Cut to Tuesday night’s game against the San Antonio Spurs, where the Warriors were blown out in their home opener. There’s nothing too worrisome about an early loss in an 82-game season. It’s great to boast Stephen Curry and Kevin Durant on the same team, but they don’t win games by themselves. I guess theoretically, they could, but it’s best not to count on it. If anything, this loss will serve as an example of what they need to work on and motivate them to continue to challenge themselves. So it’s not worth being too upset over their performances so far.
However, I did take notice when Green was called for a technical foul for taunting LaMarcus Aldridge after a dunk. Though I didn’t see it, it was reported that Aldridge had done the same to him earlier in the game and it went unnoticed by the officials.
A technical foul in the first game of the season for say, Klay Thompson, would seem pretty irrelevant. But for Green, it does stand out. Considering the number of technical fouls he racked up during the regular season last year, not to mention the playoff suspension over flagrant fouls, Green will likely be facing heavy scrutiny this season. He may even be held to a higher standard than any other player, fair or not.
Asked after the game if he would be more mindful of this issue going forward, Green said that he will continue to be himself, noting that many players yell after dunks and have done so for years. And he’s not wrong, as exemplified by Aldridge getting away with the same.
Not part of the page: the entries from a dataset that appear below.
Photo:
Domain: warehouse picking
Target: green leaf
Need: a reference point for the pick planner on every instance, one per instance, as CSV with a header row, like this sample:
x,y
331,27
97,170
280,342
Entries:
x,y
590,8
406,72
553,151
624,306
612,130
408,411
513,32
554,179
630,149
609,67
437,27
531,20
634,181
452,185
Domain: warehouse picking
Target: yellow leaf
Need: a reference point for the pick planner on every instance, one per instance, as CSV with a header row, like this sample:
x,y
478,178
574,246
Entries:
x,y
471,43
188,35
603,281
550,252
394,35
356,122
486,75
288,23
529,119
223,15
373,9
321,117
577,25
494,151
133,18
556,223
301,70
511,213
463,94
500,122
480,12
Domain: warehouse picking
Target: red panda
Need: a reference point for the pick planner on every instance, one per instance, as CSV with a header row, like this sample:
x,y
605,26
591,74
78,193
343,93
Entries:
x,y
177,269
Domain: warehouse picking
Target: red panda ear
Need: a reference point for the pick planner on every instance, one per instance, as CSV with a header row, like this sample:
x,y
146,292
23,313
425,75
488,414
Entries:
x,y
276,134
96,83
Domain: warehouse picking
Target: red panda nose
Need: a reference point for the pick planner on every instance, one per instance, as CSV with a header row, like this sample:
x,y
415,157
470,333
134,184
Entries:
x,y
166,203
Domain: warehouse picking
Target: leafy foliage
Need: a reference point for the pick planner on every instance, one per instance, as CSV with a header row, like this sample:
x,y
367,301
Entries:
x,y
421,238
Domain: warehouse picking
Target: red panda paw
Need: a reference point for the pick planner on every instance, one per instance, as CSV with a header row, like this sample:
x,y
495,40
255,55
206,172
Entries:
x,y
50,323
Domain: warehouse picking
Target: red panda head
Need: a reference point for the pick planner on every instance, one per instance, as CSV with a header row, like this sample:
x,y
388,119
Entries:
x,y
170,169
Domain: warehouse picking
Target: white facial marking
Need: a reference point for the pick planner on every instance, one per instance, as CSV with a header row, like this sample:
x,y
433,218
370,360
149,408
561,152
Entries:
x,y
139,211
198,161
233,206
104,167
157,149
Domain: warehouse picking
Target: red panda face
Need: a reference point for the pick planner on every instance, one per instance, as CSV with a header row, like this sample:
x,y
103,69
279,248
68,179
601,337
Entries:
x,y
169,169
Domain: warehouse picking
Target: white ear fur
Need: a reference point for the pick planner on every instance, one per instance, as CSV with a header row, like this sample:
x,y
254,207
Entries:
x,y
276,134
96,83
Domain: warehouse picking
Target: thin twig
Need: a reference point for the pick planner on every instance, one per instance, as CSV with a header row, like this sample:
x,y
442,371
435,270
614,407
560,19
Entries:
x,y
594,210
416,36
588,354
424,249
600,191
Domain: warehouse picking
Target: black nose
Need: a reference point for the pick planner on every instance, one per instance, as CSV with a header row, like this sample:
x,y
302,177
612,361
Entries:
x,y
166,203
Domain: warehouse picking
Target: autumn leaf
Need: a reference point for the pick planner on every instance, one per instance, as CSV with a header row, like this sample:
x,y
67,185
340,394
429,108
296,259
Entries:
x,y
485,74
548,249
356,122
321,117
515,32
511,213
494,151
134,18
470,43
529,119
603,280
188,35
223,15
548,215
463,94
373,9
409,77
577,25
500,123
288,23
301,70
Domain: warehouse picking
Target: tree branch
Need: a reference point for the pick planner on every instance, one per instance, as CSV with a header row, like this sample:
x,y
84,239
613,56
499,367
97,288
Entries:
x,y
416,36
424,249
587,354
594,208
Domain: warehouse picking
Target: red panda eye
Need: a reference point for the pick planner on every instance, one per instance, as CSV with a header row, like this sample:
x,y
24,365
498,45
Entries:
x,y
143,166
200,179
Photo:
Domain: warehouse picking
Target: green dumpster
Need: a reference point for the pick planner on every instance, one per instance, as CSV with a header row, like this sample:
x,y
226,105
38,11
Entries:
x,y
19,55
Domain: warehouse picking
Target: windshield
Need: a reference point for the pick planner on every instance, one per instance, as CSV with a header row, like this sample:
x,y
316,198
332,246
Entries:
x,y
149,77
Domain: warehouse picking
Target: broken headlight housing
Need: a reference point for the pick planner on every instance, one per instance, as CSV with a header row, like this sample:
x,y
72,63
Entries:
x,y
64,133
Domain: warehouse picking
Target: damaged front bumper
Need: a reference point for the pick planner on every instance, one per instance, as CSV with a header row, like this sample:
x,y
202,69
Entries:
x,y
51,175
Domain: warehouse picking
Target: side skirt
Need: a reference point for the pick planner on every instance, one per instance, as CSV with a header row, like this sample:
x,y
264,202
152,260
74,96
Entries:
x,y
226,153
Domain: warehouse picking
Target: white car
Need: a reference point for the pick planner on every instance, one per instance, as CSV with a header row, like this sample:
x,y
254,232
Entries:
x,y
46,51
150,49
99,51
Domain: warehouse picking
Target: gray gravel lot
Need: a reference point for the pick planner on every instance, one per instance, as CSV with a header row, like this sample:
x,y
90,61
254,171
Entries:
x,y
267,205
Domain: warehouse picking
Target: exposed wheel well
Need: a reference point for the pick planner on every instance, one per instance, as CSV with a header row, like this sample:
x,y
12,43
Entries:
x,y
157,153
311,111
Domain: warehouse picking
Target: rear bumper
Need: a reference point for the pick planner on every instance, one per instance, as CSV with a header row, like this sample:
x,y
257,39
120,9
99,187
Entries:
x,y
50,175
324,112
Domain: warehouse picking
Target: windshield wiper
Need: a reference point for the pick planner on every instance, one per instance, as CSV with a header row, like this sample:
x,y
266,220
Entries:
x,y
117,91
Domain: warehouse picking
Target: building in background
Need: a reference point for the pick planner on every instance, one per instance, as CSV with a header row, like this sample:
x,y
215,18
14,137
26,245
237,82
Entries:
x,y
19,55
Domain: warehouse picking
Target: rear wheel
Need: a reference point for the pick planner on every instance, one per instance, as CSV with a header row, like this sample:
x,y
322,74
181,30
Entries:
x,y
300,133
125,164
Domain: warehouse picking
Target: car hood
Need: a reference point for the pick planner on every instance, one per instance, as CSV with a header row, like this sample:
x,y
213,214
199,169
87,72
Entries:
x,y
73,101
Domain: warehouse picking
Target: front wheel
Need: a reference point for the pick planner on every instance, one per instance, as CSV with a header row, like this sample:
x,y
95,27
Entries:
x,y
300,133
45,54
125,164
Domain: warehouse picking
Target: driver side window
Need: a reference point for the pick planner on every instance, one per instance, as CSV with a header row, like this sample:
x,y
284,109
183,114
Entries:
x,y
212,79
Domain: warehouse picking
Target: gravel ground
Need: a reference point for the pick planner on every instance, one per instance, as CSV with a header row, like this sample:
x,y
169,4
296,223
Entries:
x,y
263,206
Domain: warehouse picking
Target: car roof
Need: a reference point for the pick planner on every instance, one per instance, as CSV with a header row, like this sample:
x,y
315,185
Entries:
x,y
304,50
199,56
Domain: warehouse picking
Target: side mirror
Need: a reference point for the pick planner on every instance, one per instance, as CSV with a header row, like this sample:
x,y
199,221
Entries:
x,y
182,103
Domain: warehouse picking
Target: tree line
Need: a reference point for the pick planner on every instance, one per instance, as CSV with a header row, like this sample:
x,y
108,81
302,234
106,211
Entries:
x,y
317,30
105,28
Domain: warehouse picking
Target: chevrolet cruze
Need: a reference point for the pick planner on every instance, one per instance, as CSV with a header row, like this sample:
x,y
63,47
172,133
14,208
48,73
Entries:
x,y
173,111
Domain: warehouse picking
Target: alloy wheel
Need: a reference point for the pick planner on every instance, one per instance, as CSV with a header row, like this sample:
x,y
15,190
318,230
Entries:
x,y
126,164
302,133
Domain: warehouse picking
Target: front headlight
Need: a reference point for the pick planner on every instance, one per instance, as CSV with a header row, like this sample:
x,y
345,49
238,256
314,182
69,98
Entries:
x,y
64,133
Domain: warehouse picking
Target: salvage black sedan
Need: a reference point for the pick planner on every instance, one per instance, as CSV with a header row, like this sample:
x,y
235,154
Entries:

Unfortunately, due to the high-profile issue he had with technical fouls last season, he has put himself in a position where he will likely be a target for referees and the league going forward. As we saw with LeBron James in Game 4 of the NBA Finals last season, other players now know that this is something they can exploit.
Because of this, it would benefit him to be mindful of his actions and exercise a level of restraint. Not to the point where he no longer shows passion; I agree with the organization that this is what drives his performance on the court. And a celebratory technical foul isn’t so much where his problem lies. It’s more in his affinity for mouthing off at officials.
He can work on that without sacrificing personality. He can decide that it isn’t worth arguing with refs, and that it never changes anything. Rant to your teammates if you just need to get it out. Rant to your coach. Express your anger by roaring at the crowd.
There are ways to channel that frustration. Frustration that isn’t going to get any better with the ever-increasing level of national attention that this team has focused on them.
Ultimately, I want Draymond to continue being Draymond. And I hope that he can find a way to maintain his over-the-top persona while also finding a way to channel his temper, at least when it comes to the referees.
A few technical fouls are to be expected. Passions run high in the NBA, higher still when you are the leader of the greatest team in the history of the game.
But we all know the type of trouble these can turn into if care is not taken. Seeing Green watch Game 5 of the NBA Finals from the Coliseum was painful. Knowing that people within his own organization blame his absence for the overall series loss is painful. Yet he mostly did it to himself, and I would hate to see him in the same position again.